Following the abolition of West Lothian County Council in 1975, the complex passed to the new West Lothian District Council, which chose to use the former Burgh Chambers of Bathgate Town Council (built in 1966) as its headquarters, extending the building in 1976 and renaming it Lindsay House. The district council retained the county buildings in Linlithgow as additional office space. In November 2009, the new unitary authority, West Lothian Council, centralised its services at the new West Lothian Civic Centre in Livingston and much of the space in the county buildings in Linlithgow fell vacant.

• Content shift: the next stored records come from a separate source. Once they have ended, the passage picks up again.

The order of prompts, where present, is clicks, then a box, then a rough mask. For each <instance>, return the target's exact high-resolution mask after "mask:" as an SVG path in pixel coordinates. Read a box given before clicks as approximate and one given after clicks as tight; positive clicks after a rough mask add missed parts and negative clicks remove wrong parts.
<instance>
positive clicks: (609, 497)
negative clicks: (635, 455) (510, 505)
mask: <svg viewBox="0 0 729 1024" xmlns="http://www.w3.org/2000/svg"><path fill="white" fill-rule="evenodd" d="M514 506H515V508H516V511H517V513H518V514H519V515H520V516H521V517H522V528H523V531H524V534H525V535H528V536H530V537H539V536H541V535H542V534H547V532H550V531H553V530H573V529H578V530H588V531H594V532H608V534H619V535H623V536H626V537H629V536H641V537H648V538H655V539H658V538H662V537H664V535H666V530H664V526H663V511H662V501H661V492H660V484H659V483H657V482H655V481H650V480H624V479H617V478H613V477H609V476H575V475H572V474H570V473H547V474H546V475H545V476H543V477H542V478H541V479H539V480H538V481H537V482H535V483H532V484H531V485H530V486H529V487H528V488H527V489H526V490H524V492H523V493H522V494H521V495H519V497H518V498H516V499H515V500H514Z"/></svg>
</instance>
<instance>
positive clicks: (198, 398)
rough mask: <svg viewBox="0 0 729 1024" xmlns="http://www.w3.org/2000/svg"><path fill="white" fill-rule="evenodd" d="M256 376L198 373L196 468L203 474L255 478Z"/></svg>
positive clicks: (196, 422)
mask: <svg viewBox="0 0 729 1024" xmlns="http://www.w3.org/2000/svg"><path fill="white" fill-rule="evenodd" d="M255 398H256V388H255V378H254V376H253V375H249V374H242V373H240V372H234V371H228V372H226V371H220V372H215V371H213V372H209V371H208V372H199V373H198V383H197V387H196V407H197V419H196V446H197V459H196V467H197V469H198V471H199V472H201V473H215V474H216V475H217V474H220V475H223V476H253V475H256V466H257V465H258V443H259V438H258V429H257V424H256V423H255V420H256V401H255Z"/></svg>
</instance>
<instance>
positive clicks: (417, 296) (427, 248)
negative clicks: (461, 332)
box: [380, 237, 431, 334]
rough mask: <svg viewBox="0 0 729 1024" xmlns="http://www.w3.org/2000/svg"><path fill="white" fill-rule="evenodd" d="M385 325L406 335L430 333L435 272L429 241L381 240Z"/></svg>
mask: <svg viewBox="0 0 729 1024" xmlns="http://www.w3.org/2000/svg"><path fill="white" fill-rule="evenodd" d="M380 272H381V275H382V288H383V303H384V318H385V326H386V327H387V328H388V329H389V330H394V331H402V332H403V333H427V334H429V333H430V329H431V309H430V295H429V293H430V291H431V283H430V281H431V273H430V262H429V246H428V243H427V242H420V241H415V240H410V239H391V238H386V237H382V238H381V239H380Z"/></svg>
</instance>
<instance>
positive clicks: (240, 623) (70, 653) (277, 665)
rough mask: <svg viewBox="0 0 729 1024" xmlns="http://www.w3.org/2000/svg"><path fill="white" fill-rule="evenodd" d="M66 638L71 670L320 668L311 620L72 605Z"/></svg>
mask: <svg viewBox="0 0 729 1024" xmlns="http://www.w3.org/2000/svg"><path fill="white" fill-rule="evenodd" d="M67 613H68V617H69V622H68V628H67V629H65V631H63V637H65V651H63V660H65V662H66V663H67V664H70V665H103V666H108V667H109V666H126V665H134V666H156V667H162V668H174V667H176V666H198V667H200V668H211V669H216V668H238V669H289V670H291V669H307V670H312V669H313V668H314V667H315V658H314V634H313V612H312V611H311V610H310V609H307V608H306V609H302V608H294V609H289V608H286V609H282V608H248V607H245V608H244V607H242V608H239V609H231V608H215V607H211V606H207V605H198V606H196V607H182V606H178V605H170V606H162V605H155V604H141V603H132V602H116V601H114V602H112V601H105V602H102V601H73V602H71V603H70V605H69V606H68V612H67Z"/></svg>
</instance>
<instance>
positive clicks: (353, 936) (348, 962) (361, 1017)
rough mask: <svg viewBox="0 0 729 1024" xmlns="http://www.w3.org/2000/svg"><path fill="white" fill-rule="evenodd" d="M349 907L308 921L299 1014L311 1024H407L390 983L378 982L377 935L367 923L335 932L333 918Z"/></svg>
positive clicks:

A major programme of refurbishment works at the county buildings, which was undertaken by Maxi Construction at a cost of £4 million, commenced in May 2016. The works created new premises for the Linlithgow Library, the Local History Library and the Council Information Services, as well as meeting rooms for the Family History Society, Linlithgow Heritage Trust and the Linlithgow & District Community Day Care Centre. The complex was renamed the "Linlithgow Partnership Centre – Tam Dalyell House" to commemorate the life of the former local member of parliament, Tam Dalyell, and was officially reopened by the Leader of West Lothian Council, Lawrence Fitzpatrick, and Dalyell's widow, Kathleen Dalyell, in January 2018. An annexe, attached to the eastern gable of the building, was sold to developer for hotel use in May 2019. The Linlithgow Museum relocated from Annet House to the main county buildings complex later in the year.

Works of art in the county buildings include a portrait by Henry Raeburn of John Hope, 4th Earl of Hopetoun, a portrait by Robert Brough of John Hope, 7th Earl of Hopetoun and a portrait by John Watson Gordon of General Sir Alexander Hope as well as a portrait by Victoria Crowe of Tam Dalyell.